HMRC has, this morning, published further information as to the forthcoming off-payroll rules, known as IR35, and the changes to the operation of these from 6 April 2020.
It has been confirmed that although these rules, which will affect medium and large private sector businesses, are still intended to come into force on 6 April 2020, they will only apply to payments made for services which are delivered on or after that date. Before today, the rules set out that the time at which the services were delivered would have been irrelevant, the rules would have applied to any payments made on or after that date.
Application of the change
Businesses have consistently raised concerns during recent months as to the application of the change in the rules, in particular raising queries as to the payments the rules are intended to affect and from what date. HMRC confirms that ‘the government has listened and taken action early to give businesses certainty and more time to prepare to ensure the smooth and successful implementation of the reforms..’.
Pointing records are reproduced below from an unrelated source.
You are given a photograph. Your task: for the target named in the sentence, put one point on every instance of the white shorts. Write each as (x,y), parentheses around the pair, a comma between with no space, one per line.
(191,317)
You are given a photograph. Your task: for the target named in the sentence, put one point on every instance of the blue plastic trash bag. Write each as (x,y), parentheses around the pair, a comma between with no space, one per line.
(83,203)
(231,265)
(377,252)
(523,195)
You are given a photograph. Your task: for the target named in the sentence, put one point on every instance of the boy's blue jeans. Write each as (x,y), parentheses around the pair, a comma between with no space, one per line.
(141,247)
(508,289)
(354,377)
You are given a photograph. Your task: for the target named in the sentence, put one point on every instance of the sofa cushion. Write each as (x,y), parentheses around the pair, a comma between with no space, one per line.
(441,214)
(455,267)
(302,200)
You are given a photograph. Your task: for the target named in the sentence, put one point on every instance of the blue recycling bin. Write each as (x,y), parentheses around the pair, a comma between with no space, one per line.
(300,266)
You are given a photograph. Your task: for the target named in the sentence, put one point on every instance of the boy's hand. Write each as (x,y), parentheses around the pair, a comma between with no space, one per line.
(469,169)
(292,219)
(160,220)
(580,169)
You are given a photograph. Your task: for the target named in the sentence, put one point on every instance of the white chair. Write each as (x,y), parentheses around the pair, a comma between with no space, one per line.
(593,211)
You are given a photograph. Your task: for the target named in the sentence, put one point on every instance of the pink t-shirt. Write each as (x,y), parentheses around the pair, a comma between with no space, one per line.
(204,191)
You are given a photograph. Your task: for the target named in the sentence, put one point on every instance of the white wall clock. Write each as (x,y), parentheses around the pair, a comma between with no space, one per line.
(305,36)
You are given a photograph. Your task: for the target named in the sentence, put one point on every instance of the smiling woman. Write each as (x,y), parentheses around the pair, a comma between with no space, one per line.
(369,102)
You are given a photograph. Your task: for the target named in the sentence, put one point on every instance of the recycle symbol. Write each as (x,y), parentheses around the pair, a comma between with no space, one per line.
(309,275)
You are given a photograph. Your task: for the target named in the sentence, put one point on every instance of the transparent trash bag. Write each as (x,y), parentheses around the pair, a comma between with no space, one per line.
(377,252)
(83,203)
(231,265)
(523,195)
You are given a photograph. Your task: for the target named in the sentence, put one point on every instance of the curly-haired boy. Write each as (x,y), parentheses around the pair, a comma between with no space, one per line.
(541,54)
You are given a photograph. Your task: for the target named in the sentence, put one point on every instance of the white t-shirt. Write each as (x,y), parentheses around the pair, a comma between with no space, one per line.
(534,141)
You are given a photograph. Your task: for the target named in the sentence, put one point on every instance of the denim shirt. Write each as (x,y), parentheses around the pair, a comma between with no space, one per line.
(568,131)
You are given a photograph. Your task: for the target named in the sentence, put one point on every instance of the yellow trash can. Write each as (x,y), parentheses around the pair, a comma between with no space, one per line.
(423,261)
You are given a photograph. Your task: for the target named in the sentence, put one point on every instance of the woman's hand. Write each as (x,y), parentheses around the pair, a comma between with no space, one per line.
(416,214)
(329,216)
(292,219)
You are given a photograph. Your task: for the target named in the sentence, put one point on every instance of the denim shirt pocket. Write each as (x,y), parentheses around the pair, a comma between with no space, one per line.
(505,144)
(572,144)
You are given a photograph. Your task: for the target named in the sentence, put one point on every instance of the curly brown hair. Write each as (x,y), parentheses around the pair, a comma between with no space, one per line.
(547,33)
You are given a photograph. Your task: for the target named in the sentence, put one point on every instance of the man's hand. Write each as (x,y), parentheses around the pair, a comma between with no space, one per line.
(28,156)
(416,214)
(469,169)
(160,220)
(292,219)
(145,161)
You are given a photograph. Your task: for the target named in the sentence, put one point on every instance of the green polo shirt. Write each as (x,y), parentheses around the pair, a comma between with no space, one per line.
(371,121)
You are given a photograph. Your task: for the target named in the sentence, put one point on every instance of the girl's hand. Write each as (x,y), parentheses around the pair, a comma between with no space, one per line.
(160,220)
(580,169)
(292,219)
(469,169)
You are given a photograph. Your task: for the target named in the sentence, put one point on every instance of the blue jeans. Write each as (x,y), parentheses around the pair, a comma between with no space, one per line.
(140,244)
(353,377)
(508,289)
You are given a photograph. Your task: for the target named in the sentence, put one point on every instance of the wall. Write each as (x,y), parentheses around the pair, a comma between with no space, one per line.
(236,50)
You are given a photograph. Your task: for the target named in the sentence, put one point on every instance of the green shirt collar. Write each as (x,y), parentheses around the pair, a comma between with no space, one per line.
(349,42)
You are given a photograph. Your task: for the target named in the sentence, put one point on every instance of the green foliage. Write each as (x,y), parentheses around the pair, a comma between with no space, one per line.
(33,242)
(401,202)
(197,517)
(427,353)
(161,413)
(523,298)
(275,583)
Although this is good news for those businesses concerned, preparations should still be underway as to future IR35 compliance, ensuring as a minimum that appropriate contractual arrangements are in place post 6 April 2020, implementing processes to make IR35 determinations and to deal with any challenges made to these, as well as reviewing and updating internal policies and procedures to relflect the forthcoming changes and to ensure consistency in approach to the engagement of contractors.
Personal service companies
Off-payroll working rules were introduced in 2000 to address a form of perceived tax avoidance where individuals could seek to avoid paying employee income tax and national insurance contributions (NICs) by providing their services to clients through an intermediary, such as a personal service company (PSC).
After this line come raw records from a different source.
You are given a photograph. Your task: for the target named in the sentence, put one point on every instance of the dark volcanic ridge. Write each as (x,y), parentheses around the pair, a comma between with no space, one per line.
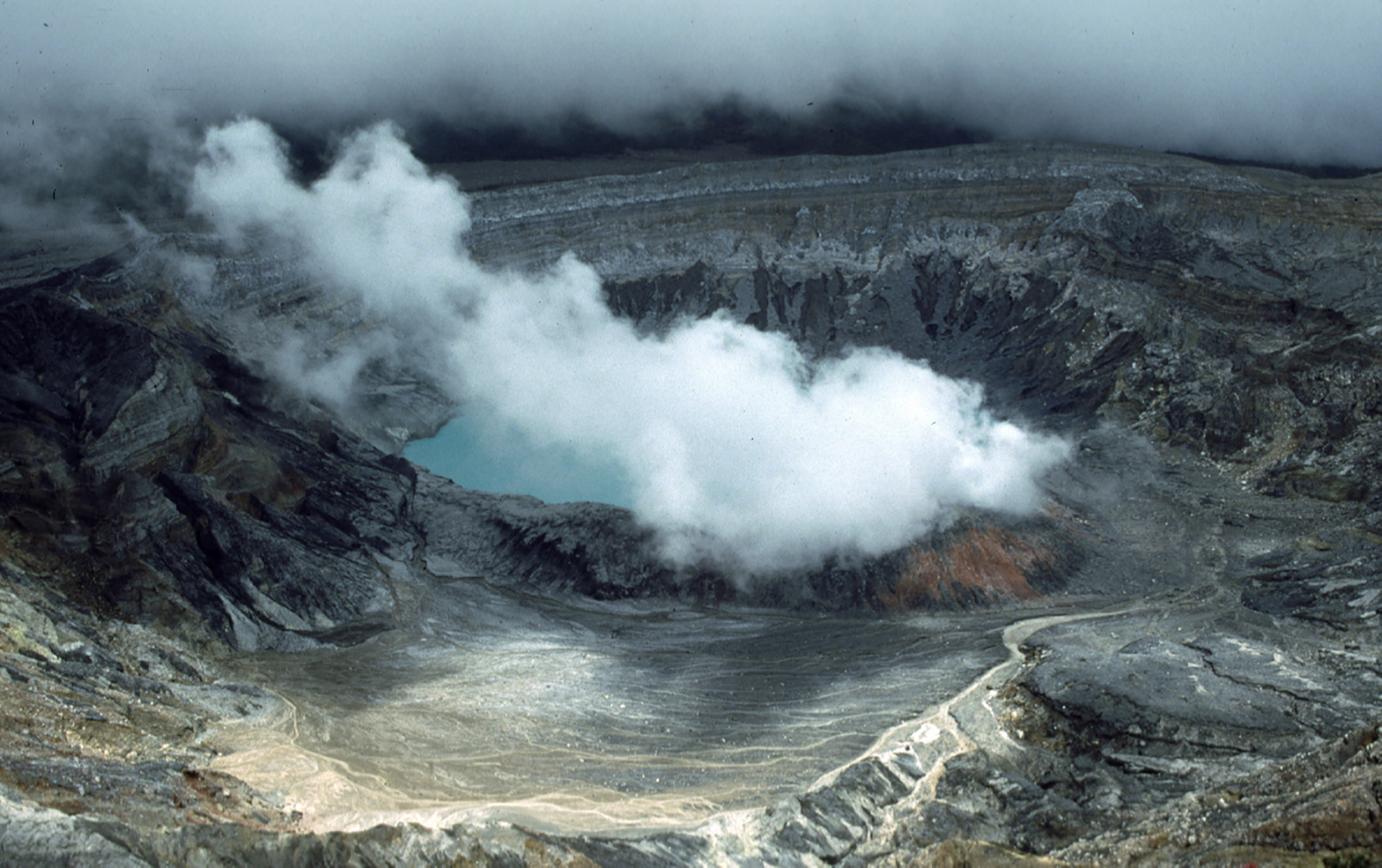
(1208,336)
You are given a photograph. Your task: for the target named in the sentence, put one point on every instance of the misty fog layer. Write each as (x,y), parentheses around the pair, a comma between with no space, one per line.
(104,104)
(741,453)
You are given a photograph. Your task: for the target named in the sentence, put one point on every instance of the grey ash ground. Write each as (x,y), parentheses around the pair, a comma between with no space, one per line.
(1192,669)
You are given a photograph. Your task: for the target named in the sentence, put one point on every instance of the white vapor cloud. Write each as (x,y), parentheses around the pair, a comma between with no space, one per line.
(741,451)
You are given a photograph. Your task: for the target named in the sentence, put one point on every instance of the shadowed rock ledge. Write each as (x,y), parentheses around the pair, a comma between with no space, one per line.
(1208,335)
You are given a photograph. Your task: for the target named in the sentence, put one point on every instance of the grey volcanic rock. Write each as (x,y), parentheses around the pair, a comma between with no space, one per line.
(1195,630)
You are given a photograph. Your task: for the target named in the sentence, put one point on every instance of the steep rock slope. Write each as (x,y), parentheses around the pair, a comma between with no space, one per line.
(1209,333)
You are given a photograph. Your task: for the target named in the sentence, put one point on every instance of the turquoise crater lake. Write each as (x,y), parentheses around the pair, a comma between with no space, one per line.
(477,453)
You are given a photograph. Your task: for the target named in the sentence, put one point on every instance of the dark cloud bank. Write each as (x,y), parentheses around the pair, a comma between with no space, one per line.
(313,124)
(105,103)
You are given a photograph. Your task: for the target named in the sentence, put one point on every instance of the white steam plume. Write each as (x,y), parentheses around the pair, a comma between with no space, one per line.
(739,449)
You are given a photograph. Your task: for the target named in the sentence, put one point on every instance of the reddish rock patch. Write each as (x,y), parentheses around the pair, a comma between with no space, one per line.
(976,564)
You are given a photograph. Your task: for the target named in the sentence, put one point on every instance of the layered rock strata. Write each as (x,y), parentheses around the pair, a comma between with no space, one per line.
(1195,676)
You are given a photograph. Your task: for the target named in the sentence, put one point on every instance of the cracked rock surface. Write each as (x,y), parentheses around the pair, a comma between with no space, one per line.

To increase compliance with IR35 from 6 April 2020, all medium and large private sector businesses which engage individuals through intermediaries will be responsible for determining if the individual should be considered an ‘employee’ for tax purposes. If an individual is an ‘employee’ for tax purposes the company will be responsible for income tax and NICs. This brings the private sector in line with the public sector which has been subject to these IR35 determination rules since April 2017. It was estimated by HMRC that the public sector reform raised £550 million in income tax and NICs in the first year.
HMRC has stated that the formal publication of a review into the implementation of changes to the off-payroll working rules is due to conclude in February.